Berdasarkan hasil kajian cepat, tercatat 28 unit rumah terdampak banjir, dengan lima unit rumah terkena dampak lumpur dan satu unit rumah mengalami kerusakan berat.
Selain itu, fasilitas umum juga terdampak, termasuk jembatan penghubung Desa Walandano – Malei, gereja, dan gedung SMPN SATAP 6 Balaesang Tanjung.
Kepala Pelaksana BPBD Sulteng, Akris Fattah, segera merespon laporan banjir pada Selasa (4/7) kemarin. Ia memerintahkan tim reaksi cepat BPBD Sulteng untuk turun langsung ke lapangan dan melakukan kajian cepat sebagai bagian dari komitmen penanggulangan bencana di wilayah Provinsi Sulteng.
Akris mengungkapkan bahwa BPBD Sulteng akan mempertimbangkan langkah-langkah penanganan lanjutan setelah melihat perkembangan di lapangan.
“Keputusan tersebut akan didasarkan pada tingkat dampak kerusakan terhadap kehidupan dan penghidupan masyarakat pasca bencana.
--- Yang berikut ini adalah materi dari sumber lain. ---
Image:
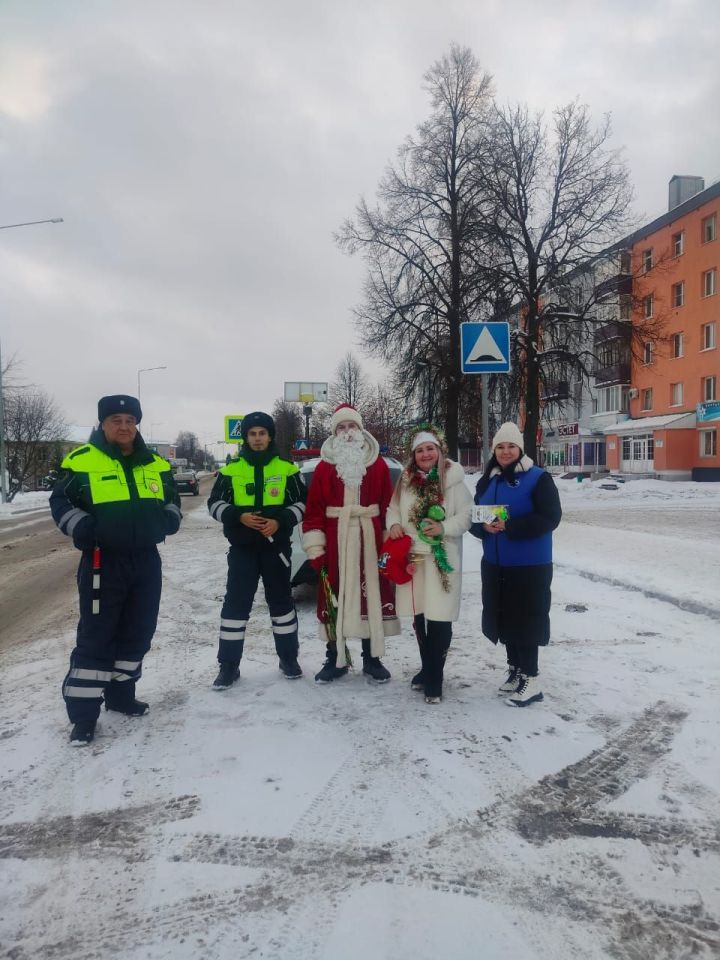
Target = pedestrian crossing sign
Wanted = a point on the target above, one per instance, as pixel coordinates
(485, 347)
(233, 424)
Jika ditemukan bahwa penanganan segera tidak dapat ditunda dan berpotensi mengancam keselamatan serta perekonomian masyarakat, tindakan penanggulangan akan segera dilakukan,” Ucap mantan Kepala BPBD Donggala itu.
BPBD Sulteng terus memonitor situasi dan akan bekerja sama dengan pihak terkait untuk menyediakan bantuan dan dukungan bagi korban banjir serta melakukan tindakan tanggap darurat guna memulihkan kondisi di wilayah terdampak. Demikian Kepala Pelaksana BPBD Sulteng.
Sebelumnya, intensitas hujan yang tinggi di Desa Palau sejak Senin (3/7/23) sore kemarin menyebabkan meluapnya Sungai Singkilat dan Sungai Malei. Banjir dengan ketinggian mencapai lutut orang dewasa terjadi, disertai dengan material lumpur yang berdampak pada pemukiman warga dan beberapa fasilitas umum. (KB)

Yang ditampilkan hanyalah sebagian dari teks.